Agent Mode: Intro

The speaker demonstrates how to use Beat’s “agent mode” and “prompt snippets” features to efficiently build a weather forecast app, emphasizing the organization and reuse of prompt files stored in a GitHub repository. They showcase the process of creating, running, and managing prompt files to scaffold project structure, generate code, and streamline development with AI assistance, despite a minor setup delay.

The speaker begins by expressing their intention to build a weather forecast app using Beat, a development platform. They mention utilizing the “agent mode” feature to input queries and streamline the development process. Additionally, they highlight a newer feature called “prompt snippets,” which allows users to create, reuse, and share prompt files. These prompt files are stored in a specific directory within a GitHub repository, making them accessible for multiple projects and collaborators, serving as a form of documentation for how prompts are constructed.

They demonstrate how to create a prompt file by navigating to the “add context and prompt” section and saving prompts under the designated folder. The speaker emphasizes the utility of these prompt files, especially when starting new projects, as they help organize and document the prompts used. They show an existing prompt file with basic rules for their weather app, which includes instructions like creating a reactive Vue 3 app and integrating with the OpenWeatherMap API to search for city weather data.

The speaker then proceeds to run the prompt file, noting that they haven’t used prompt files before, which makes the process engaging. They clarify that prompt files are named in a specific way, such as “prompt.md,” and stored in the prompts directory. This naming convention activates special language features within the prompt, enabling advanced functionalities like adding context or tools. The platform then executes the prompt, scaffolding the project structure and filling in necessary files based on the instructions within the prompt file.

As the process continues, the platform displays real-time updates, showing the files being generated or modified. The speaker points out that users can view individual diffs of changes made to each file, which helps in tracking progress and debugging. They mention that the platform can autofix issues, such as lint errors, during the editing process, making development smoother. The use of GPT-4.1, a new model, is highlighted as part of the process, providing advanced AI assistance to generate and refine code.

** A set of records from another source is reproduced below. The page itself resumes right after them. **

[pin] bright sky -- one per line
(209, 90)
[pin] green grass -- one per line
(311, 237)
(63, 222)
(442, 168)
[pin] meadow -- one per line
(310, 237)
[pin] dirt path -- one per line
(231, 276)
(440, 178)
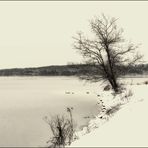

Finally, the speaker encounters a minor hiccup related to setting up an API key, which is necessary for the weather app to function. They acknowledge the need for some offscreen steps to complete this setup, such as entering the API key securely. Despite the technical delay, they appreciate the speed and efficiency of the platform, noting that the process is fast and helpful. The session illustrates how prompt snippets and agent mode can facilitate rapid, organized, and collaborative app development using AI-powered tools.